GPU support for Docker Swarms is currently limited:

  1. GPUs currently can't be shared across multiple swarm services
  2. nvidia-docker has to be installed on each machine
  3. The docker daemon on each machine has to be manually configured to use the GPU
Option 3: Docker with GPU support

The most simple workaround for the limitations stated above (especially the first one) is to manually run the docker containers manually (not as swarm services):

  1. Use the command described in the first point of the section above to create a swarm and an overlay network. This is needed to establish communication between containers on multiple machines.

  2. Login to Docker Hub (or manually build the image), also described above.

  3. Run the Lipizzaner clients.

    Execute the following command multiple times on each machine, e.g. 5 times each on 5 machines for 25 Lipizzaner clients:

    docker run -d --rm -e role=client --runtime=nvidia --network lpz-overlay lipizzaner2018/lipizzaner:latest
    
  4. Run the Lipizzaner master to start the experiments.

    • Again, make sure that autodiscover is set to True in general.yml, as this is required when running in docker.

    • Execute on any node (notice that this command differs from the one in the previous section - '-e SWARM=True' was removed):

      docker run -it --rm -e config_file=CONFIG_FILE -e role=master --network lpz-overlay --name lipizzaner-master lipizzaner2018/lipizzaner:lates
      

      Set the config file path as you would for a non-docker run, e.g. configuration/lipizzaner-gan/celeba.yml. Lipizzaner wil automatically detect and use all non-busy nodes in the Docker overlay network.

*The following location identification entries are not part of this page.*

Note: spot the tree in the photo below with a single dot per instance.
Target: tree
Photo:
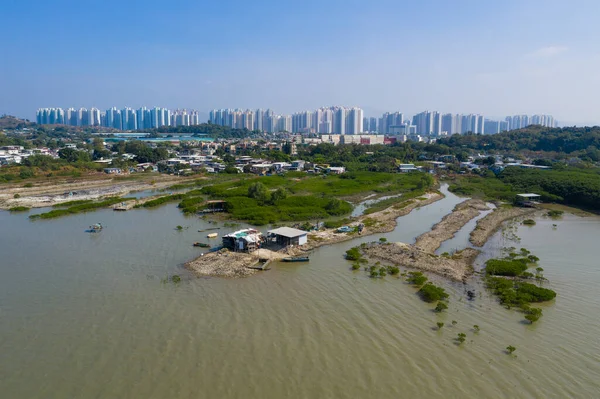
(72, 155)
(279, 194)
(259, 192)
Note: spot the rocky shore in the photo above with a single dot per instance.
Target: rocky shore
(450, 224)
(456, 267)
(379, 222)
(491, 223)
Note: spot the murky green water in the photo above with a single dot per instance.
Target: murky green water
(86, 316)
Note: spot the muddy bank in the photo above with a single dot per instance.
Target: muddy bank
(456, 267)
(450, 224)
(48, 194)
(491, 223)
(379, 222)
(225, 263)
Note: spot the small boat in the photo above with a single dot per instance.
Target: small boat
(120, 207)
(96, 228)
(296, 259)
(212, 228)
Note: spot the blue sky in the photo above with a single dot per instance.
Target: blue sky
(490, 57)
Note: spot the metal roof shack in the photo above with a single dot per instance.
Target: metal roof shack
(528, 199)
(287, 236)
(247, 240)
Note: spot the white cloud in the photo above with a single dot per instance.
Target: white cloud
(549, 51)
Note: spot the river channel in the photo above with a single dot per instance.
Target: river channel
(87, 316)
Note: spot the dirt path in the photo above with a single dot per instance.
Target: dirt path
(51, 194)
(379, 222)
(225, 263)
(450, 224)
(491, 223)
(457, 267)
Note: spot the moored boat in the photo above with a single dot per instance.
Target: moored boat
(296, 259)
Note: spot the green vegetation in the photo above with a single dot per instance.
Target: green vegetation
(569, 186)
(353, 254)
(533, 314)
(432, 293)
(161, 200)
(416, 278)
(71, 203)
(396, 202)
(583, 141)
(18, 209)
(440, 307)
(85, 207)
(506, 267)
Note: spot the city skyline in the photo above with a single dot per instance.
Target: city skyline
(462, 58)
(325, 120)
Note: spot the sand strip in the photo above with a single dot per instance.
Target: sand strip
(492, 222)
(450, 224)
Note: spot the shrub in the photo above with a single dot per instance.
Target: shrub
(353, 254)
(440, 307)
(432, 293)
(554, 213)
(505, 267)
(416, 278)
(19, 209)
(533, 314)
(533, 293)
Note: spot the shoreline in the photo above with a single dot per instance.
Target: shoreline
(47, 195)
(450, 224)
(491, 223)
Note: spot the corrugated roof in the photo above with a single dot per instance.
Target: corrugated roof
(288, 232)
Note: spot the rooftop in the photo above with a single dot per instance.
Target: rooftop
(288, 232)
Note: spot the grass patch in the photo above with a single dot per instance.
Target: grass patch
(72, 203)
(80, 208)
(19, 209)
(160, 201)
(506, 267)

Some local implementations are parallelized, others are not (as the focus was on the distributed setup).

Generating samples from a mixture

After a distributed training session finished, the results will be gathered on the master node (saved to <output>/<trainer>/master). These results contain both sample data and the resulting neural network models in PyTorch's .pkl format.

To generate sample data from such a mixture, use the following command:

python main.py generate --mixture-source <SOURCE_DIR> -o <TARGET_DIR> --sample-size 100 -f <CONFIG_FILE>

Make sure that <SOURCE_DIR> points to a directory that contains both the .pkl files and the mixture.yml configuration file (created by Lipizzaner after training). Use the same <CONFIG_FILE> as for the training process. A concrete example could look like this:

python main.py generate --mixture-source ./output/lipizzaner_gan/master/2018-06-04_10-01-50/128.30.103.19-5000 -o ./output/samples --sample-size 100 -f configuration/lipizzaner-gan/celeba.yml

Working With Sequential Data

Creating network traffic dataset

In order to create a pcap file of the network traffic from your local machine, navigate to lipizzaner-gan/src/data/network_data and use the following command:

sudo ./collect_network_traffic.sh

And let this run for sufficiently long to create a large enough pcap file. Note that you may need to change the name of the pcap file specified in the bash file in order to generate multiple datasets.

Extracting netflow information

argus and argus-client is required for this step. In order to convert this pcap into a numpy file with the desired fields pass --pcap_file to analyze_network_file.py script with the pcap file you're creating the dataset from, and run the following command:

python analyze_network_file.py --pcap_file ${PCAP_FILE}

This will create a .npy file in the same directory, with the name you specified in the file_to_analyze line. In order to use this numpy file in the NetworkDataLoader class, update the flow_data line with the directory to the generated .npy file.

Training on Network Traffic Data

To run lipizzaner on a sequential dataset of network traffic flows, start multiple clients with the command from the /src directory:

python main.py train --distributed --client

Then, start a master process with the following command:

python main.py train --distributed --master -f configuration/lipizzaner-gan/network_traffic.yml

Further guidelines

If you want to add your own data to Lipizzaner, refer to this tutorial. For guidelines about how to compile and run the Lipizzaner dashboard, check its README.